Progress today aims to put Labour’s achievements in office at the heart of the party’s debate over its future with a plain-speaking pamphlet published to mark the 20th anniversary of the landslide victory under Tony Blair.
The “modernisers'” pressure group has amassed a series of prominent ex-ministers, including former ex-home secretary Jacqui Smith, to mount a sustained defence of Labour’s 13 years in power.
Record highlights a series of landmark Labour achievements, such as investment in the NHS, action on child poverty, peace in Northern Ireland and the introduction of tax credits and the national minimum wage, as well as warning of the impact of “successive” leaders who have failed to defend the party’s record.
It also delivers an “audit” of Labour’s reforms at a time when Jeremy Corbyn has won two leadership elections on the back of a critique of Blairism and after five years in which Ed Miliband sought to distance himself from New Labour.
In a lengthy editorial it quotes from the former prime minister, who has fought back against Corbyn’s attack on his economic record, and says: “As Blair himself says, the idea that New Labour was ‘some neo-liberal government’ does not stand up to scrutiny: record investment in the National Health Service, a national minimum wage, civil partnerships, millions lifted out of poverty, doubling the aid and education budgets, the Human Rights Act, Sure Start, the Good Friday agreement, a record fall in homelessness.

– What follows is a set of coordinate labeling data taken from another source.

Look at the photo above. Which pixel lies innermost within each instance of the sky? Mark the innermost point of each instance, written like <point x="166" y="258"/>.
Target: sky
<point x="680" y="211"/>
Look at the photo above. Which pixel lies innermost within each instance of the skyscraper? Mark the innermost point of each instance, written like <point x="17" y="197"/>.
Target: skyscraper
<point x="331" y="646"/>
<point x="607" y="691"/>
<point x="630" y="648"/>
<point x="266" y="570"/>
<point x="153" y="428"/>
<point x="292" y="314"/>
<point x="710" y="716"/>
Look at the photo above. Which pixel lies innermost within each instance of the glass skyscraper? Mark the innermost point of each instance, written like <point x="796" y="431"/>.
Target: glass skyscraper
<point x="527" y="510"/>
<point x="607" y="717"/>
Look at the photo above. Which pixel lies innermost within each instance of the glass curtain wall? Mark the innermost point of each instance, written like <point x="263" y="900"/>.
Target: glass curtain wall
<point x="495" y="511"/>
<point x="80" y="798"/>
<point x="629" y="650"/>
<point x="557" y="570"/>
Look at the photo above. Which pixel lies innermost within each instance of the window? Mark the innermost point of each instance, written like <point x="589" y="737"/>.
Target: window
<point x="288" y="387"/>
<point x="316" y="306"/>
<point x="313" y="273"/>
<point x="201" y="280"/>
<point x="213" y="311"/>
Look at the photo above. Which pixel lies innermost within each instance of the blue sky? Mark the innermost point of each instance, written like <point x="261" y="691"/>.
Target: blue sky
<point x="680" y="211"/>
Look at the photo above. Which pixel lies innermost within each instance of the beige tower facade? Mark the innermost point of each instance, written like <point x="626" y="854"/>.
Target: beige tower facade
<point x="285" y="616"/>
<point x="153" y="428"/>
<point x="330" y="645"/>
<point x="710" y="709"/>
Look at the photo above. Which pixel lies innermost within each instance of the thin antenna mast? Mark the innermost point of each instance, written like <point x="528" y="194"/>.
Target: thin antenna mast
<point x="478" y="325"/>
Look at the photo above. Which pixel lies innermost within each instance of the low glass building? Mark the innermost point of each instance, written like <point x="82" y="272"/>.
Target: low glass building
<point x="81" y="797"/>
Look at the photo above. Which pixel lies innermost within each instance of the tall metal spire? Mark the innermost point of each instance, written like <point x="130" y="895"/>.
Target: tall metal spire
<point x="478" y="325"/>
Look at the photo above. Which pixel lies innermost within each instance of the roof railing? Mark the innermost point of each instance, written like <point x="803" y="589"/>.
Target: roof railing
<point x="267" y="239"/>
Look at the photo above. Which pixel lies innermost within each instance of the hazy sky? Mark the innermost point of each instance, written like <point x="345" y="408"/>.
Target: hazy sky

“It was a government that every social democrat should be proud of. ‘That’s not a betrayal of principles, it’s the implementation of it’ [Blair added].”
The pamphlet also carries pieces from Stephen Twigg, the former education minister, Kitty Ussher, ex-City minister, and Dame Anne Begg, a former MP and highly-regarded disability campaigner.
“To be modernising, forward-looking and, yes, new, Labour must start rejecting the analysis that says it wasted its time in office. Instead, we should say that Labour government was good, and the next one will be better. This is our record, let us build on it,” concludes the final editorial.